Kettle Range Rural School Soon To Be Razed
Motorists on County Trunk Highway B, two miles north of Mishicot, probably have noticed bricks being removed from the old Kettle Range (Mishicot Jt. 2) School. The bricks are being salvaged for reuse at a building in Milwaukee before the school is torn down. The one-room rural school house closed in the late 1950s when the district was reorganized and students were sent to the Mishicot grade school. Schmidt’s Farm Market then used the building as a vegetable stand to sell seed and eating potatoes and onions. The old school has been vacant for the past several years.
Built 135 years ago, in 1887, the brick school, 38 × 26 feet, is on the east side of the highway (former 163), which divides the Towns of Mishicot and Gibson, between Nuclear and E. Tapawingo Roads. It was built at a cost of $790. Carl Pries, Robert Guse and August Stehn were members of the building committee.
The brick school replaced an earlier structure of hewn logs, built by John Langhoff in 1866, on the site. It measured 26 × 22 feet and cost $173.92. A wood shed and outdoor toilets were also constructed. The log school was furnished with twelve benches, tables, a book chest, two blackboards and a chimney box. The first teacher in the log school was Henry Tisch.
The present front-gabled brick school features an entry door with an arched transom on the west side, facing the road. Three tall windows along the north and south walls allowed natural light inside the classroom. Lower sections of plastered walls in the classroom and cloakroom were covered with wainscoting, painted pale green. The building was heated by a stove during winter months. A single door on the rear or east wall led to the school yard.
The highlight of each school term was the popular Christmas program with recitations, songs and skits by students. During the 1940s and 1950s, Kettle Range Busy Bees 4-H club meetings were held at the school. School projects prepared by Kettle Range students were often shown at county fairs.
During the winter of 1922, hoboes seeking nice warm quarters from cold nights entered the Kettle Range School (and other rural schools in the county) on several occasions. The schools were easy to enter and had an ample supply of fuel (wood or coal) on hand.
Teachers Melvin Heyroth and Lambkin Tetzlaff decided the practice must end and staged night raids at Kettle Range School. One night, a lone visitor was found and chased out. School boards, parents and taxpayers in districts throughout the county were concerned about possible fires and damage to books and other school property.

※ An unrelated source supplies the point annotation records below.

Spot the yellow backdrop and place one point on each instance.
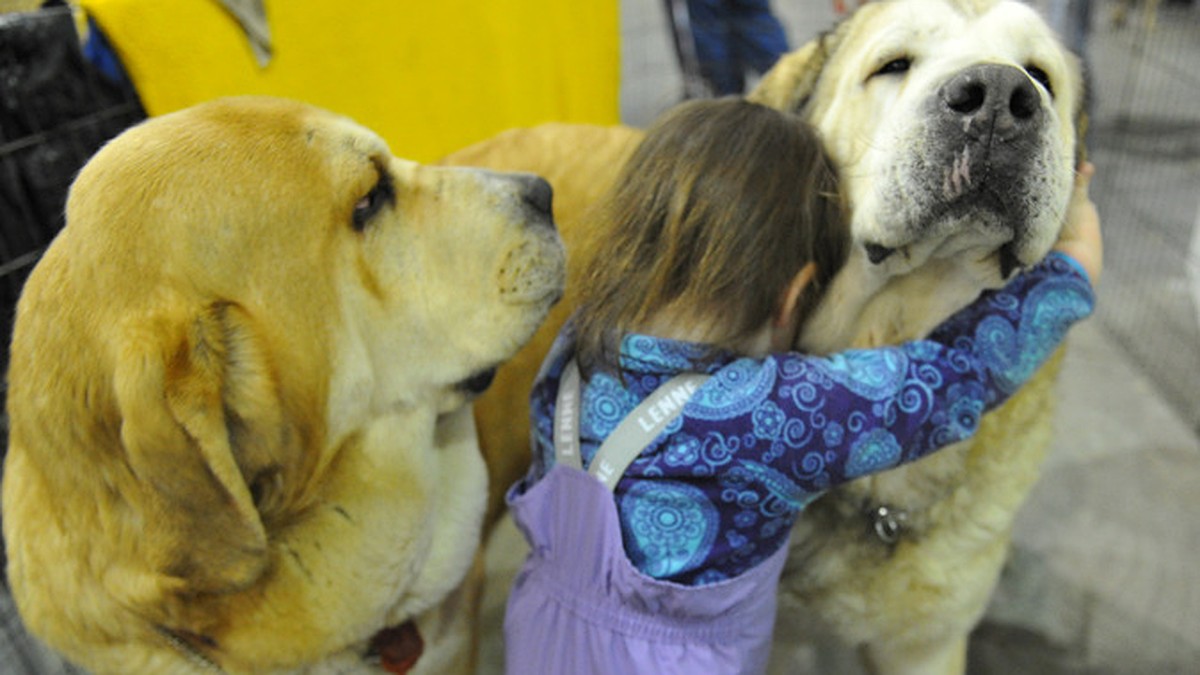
(429, 76)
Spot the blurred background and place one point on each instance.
(1104, 574)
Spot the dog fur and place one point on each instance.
(948, 193)
(238, 393)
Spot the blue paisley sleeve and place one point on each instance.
(864, 411)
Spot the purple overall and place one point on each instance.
(580, 607)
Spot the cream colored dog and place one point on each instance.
(954, 125)
(239, 437)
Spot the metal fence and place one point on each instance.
(1145, 142)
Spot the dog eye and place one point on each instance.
(1041, 77)
(894, 66)
(381, 195)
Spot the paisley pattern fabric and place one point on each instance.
(720, 488)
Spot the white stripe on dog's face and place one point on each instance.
(953, 129)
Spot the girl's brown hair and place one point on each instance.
(718, 209)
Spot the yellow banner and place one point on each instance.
(430, 77)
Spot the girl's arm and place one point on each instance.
(865, 411)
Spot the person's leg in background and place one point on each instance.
(760, 39)
(713, 33)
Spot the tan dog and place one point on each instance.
(238, 384)
(954, 124)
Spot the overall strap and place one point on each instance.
(631, 436)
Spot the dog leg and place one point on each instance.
(943, 657)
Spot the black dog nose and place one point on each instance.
(537, 192)
(991, 96)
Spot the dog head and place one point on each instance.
(954, 125)
(245, 294)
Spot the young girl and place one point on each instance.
(677, 437)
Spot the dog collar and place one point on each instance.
(185, 644)
(888, 523)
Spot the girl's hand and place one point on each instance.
(1080, 237)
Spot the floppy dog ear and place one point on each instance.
(199, 416)
(789, 84)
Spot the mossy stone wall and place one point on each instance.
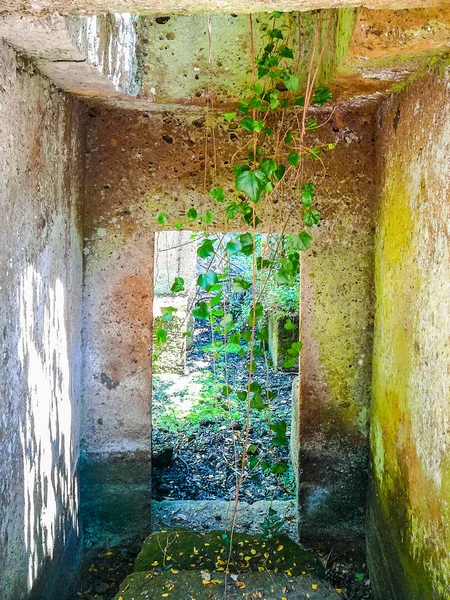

During its 90-year existence, hundreds of boys and girls from local farm families attended the Kettle Range School, where they learned reading, writing, arithmetic, spelling, U.S. history, geography and grammar. Evangeline Klein, Ruth Trousil, LaVern Sloup, Germaine Neuenfeldt and Winnifred Mayer were the last teachers at the rural school during the 1940s and 1950s.
The Kettle Range School, like so many other rural school houses in Manitowoc County, will be missed once the former center of learning no longer exists. Local residents should take some comfort knowing the old school served generations of rural children well. An old large black maple tree, possibly planted when the brick school was built, remains in the school yard. If only it could tell us all the stories of when the children sat and played beneath its spreading branches in the cool shade.